McCaslin and Peninna moved their family from this home soon after this time.  Many of
the saints helped to complete the temple in Nauvoo.  Peninna and her daughter are on the
rolls of the first Relief Society in Nauvoo.  Finally on January 5, 1846, McCaslin and
Pennina were able to go the temple for their endowments and we assume to be sealed.
What an awesome occasion that must have been.
 As mob violence increased and temple sealings done, it was time to move west, so
in May 1846 they left their homes and started west to Council Bluffs, Iowa.  In the fall of
1846 they went down river about sixty miles to a place called Nishnabotna.  His son
Samuel bought a place and everyone lived there.
 In May 1848, they started their trek to Winter Quarters, Nebraska.  They were
assigned to the third division.  Willard Richard's was the leader.  Their company was
organized with James Blake captain of 100, Barney Adams, captain of 50 and Andrew
Cunningham captain of 10.  Within a few days there was so much dissatisfaction that the
company was divided into three companies.  They were in the Andrew Cunningham
company.  They traveled so much faster that in a few days they passed the other two.

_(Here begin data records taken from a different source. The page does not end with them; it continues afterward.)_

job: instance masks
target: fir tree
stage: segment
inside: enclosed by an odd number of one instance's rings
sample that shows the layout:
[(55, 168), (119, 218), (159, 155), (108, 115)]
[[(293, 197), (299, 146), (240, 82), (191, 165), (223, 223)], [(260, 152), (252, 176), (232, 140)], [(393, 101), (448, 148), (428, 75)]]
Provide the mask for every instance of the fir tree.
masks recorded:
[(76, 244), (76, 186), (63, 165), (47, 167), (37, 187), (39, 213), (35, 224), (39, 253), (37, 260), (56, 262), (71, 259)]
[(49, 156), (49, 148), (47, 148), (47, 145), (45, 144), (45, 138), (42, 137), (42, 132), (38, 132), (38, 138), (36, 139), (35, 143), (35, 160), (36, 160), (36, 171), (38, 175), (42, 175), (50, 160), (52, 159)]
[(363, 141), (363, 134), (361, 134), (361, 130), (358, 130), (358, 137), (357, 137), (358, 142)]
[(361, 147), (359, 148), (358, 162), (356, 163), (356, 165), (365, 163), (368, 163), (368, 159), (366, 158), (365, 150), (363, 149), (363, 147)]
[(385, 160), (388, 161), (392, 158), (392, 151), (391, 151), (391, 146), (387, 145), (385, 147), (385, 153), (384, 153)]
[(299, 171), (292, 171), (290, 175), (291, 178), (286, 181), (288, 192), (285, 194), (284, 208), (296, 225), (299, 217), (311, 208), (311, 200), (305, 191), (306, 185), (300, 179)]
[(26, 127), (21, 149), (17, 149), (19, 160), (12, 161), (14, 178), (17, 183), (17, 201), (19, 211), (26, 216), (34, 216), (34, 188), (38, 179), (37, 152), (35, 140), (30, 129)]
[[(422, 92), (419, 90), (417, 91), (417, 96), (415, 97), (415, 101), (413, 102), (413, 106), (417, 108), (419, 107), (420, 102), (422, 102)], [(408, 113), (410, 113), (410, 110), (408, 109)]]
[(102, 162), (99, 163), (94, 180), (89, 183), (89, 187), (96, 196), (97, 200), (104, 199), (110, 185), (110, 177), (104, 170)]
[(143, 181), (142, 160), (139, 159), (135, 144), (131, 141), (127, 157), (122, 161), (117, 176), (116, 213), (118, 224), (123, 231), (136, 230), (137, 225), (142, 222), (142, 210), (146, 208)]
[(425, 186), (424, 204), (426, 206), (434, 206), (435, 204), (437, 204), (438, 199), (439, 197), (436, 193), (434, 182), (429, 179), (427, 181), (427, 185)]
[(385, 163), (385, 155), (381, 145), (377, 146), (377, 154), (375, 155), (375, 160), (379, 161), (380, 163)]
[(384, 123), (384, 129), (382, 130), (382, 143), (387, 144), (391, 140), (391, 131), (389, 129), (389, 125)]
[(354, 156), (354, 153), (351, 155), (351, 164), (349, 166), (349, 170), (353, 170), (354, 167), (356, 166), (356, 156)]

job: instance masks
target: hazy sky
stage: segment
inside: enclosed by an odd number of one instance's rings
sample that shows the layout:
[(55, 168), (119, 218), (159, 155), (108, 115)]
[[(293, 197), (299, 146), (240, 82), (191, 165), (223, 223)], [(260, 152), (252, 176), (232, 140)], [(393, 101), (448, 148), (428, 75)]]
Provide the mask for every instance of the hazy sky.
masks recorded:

  They arrived in the Salt Lake Valley on October 12, 1848. McCaslin was 63 years
old and Peninna was 54.  They spent time living with their children.  They spent time in
Spring City, Utah with their son Samuel.  Also they lived with their youngest daughter
Margaret in Richmond, Utah.
 In 1869, while living with their daughter Margaret in Richmond, Utah, Peninna
Smith Frost became very sick.  She died on September 8, 1869.  She was 75 years sold.
McCaslin lived with them also until he died on May 12, 1874.  He was 89 years old when
he died.  They were buried in the Richmond Cemetery.
 What at great example.  Thank you McCaslin and Peninna Frost.

Recreated by John Shaw - September 1998
Credit goes to those who have previously written these histories.  One family that I know
deserves credit is Sylvia and Meshach Adams Terney.  Also Julie Rawlins and the Rawlins
family organization has done and continues to do a lot...Thanks....
Also note:  This history will be written again in the future, hopefully with more
documentation...

Patriarchal Blessing for McCaslin Frost given March 16, 1857
Brother McCaslin I lay my hands upon your head in the name of Jesus of Nazareth and
place upon you a father's blessing.  Thou art of the seed of Abraham and came down
through the lineage of Ephriam therefore thou art a legal heir to the priesthood which has
come down through the lineage of the fathers even unto thee.  Thou art also entitled to the
good things of the earth and the fruits thereof.  Thy posterity shall become numerous and
thou shall live to see thy children's children.  Thou shalt have seen many days of toil and
affliction but thy evil days are drawing to a close and thy latter days shall be better than
thy former.  Thy days shall be lengthened out until thou art satisfied with life.  The power
of the highest shall rest upon you to comfort and console you in your declining years and
the desires of thy heart shall be given you.  Rejoice therefore in your God for he is nigh
unto all who seek him diligently.  Fear not, but keep the commandments of God and all
these blessings shall be made sure unto you together with all former blessings and by the
authority of the Holy Priesthood I seal this a father's blessings upon your head and in the
name of Jesus Christ.  I seal you up unto eternal lives, even so, Amen.